In all, though, that's a minor fault. One of the best things about the film is that Laura Linney as Wendy and Philip Seymour Hoffman as Jon are both excellent leads. To be completely honest, though, the movie is stolen by a perfectly invisible performance by Philip Bosco as their dad, Lenny.

Make Way for Tomorrow at the Dryden

I went to the Dryden Theater at George Eastman House (900 East Ave.) to see Make Way for Tomorrow. Tamara Jenkins gave a brief introduction after Jim Healy — the film was influential when she was writing her own film, The Savages. I liked her breezy, run-on way of talking and identified with "guilty writer syndrome" where rather than writing the script for The Savages, she took a break to see Tôkyô monogatari (Tokyo Story) at a local film house, as it's on many "must-see" lists, particularly for filmmakers.

So upon watching it, she discovered it was based on a film from the 1930's: Make Way for Tomorrow (which, in turn, is based on a play and book). She and her husband sought to find a copy, and after exhausting film and video sources, they turned to eBay where they bought a VHS copy that was recorded on late-night TV, commercials-and-all. Presumably she got to see a private screening during her visit: she quipped that she has greatly enjoyed Rochester even though she's only seen it from the interior of the Dryden Theatre: she spent her time watching movies from the Eastman House archive.

Anyway, Make Way for Tomorrow was the saddest movie I ever saw. It starts out with a family of adult siblings being called to their parents' home. Their father explains that he failed to pay the mortgage and the house is being lost to foreclosure. His kids are relieved to find they have 6 months to vacate, but when they ask, he admits that the 6 months runs out in just a few days. The siblings try to accommodate their parents but all of them also try to maintain their own lives as if there were no disruption.

It's clear that all the parents (Bart and Lucy) want is to be together, but they have no means to do so on their own. Initially they're housed just a few hundred miles away on the East coast so they write letters to one another and rarely call (I guess they didn't have unlimited long distance). The siblings make a ditch effort to house their parents in the much more temperate climate of California with their sister. But when they find she is only willing to take care of Bart, they elect to put Lucy into a nursing home and send Bart alone.

The siblings are welcome their parents' meager request to spend one last day together. They spend it around New York — Bart still trying to find work to make ends meet. In lieu of dining with their children, they visit the hotel where they had their honeymoon and are welcomed by the staff. But alas, Bart's train is to leave and they get to the train station to say goodbye.

Just before Bart boards, he turns back to Lucy and says [pardon my paraphrasing], "and just in case there's a wreck or anything happens and I don't see you again, I just wanted to say that the last 50 years with you have been the best I could ever hope for." Lucy reciprocates — and it's abundantly clear that they will not ever see one another again.

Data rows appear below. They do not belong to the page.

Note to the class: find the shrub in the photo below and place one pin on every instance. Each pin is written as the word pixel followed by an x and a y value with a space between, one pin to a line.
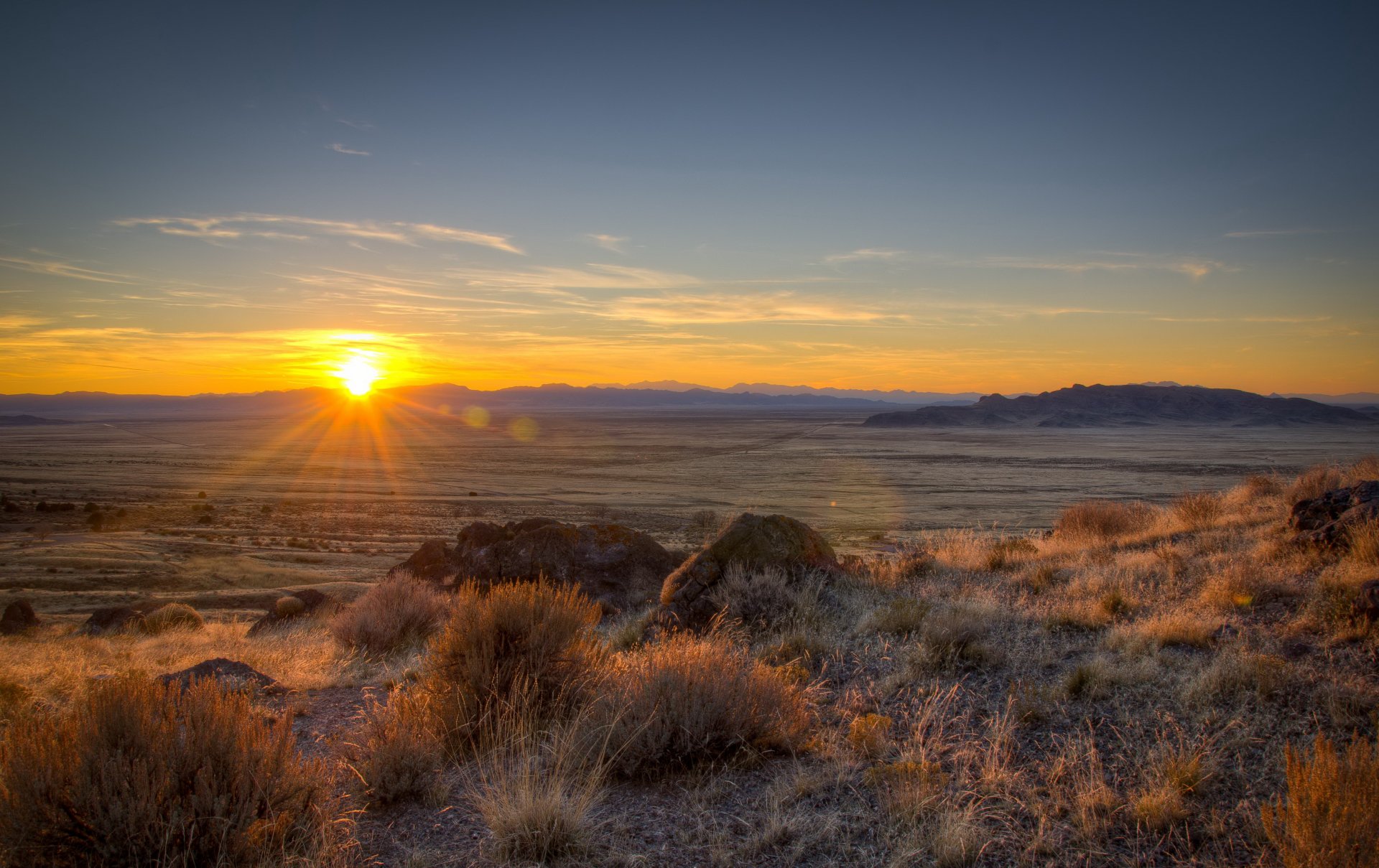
pixel 899 616
pixel 396 613
pixel 1331 811
pixel 172 616
pixel 1197 510
pixel 1102 518
pixel 289 607
pixel 400 755
pixel 690 700
pixel 870 734
pixel 523 649
pixel 142 773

I tried to explain the film to Ali when I got home but I broke down telling her about the last scenes. It's really unbelievable and deserves to be seen by many more people.

Ali Ran in the Corporate Challenge

I just thought I'd briefly mention that I went to RIT (One Lomb Memorial Dr., campus map) to see Ali run in The JP Morgan Chase Corporate Challenge this year. She planned on just walking the whole thing but she and some of her coworkers ended up running for a couple miles of it. The food her company catered was really excellent — and they were thoughtful enough to include beer and wine.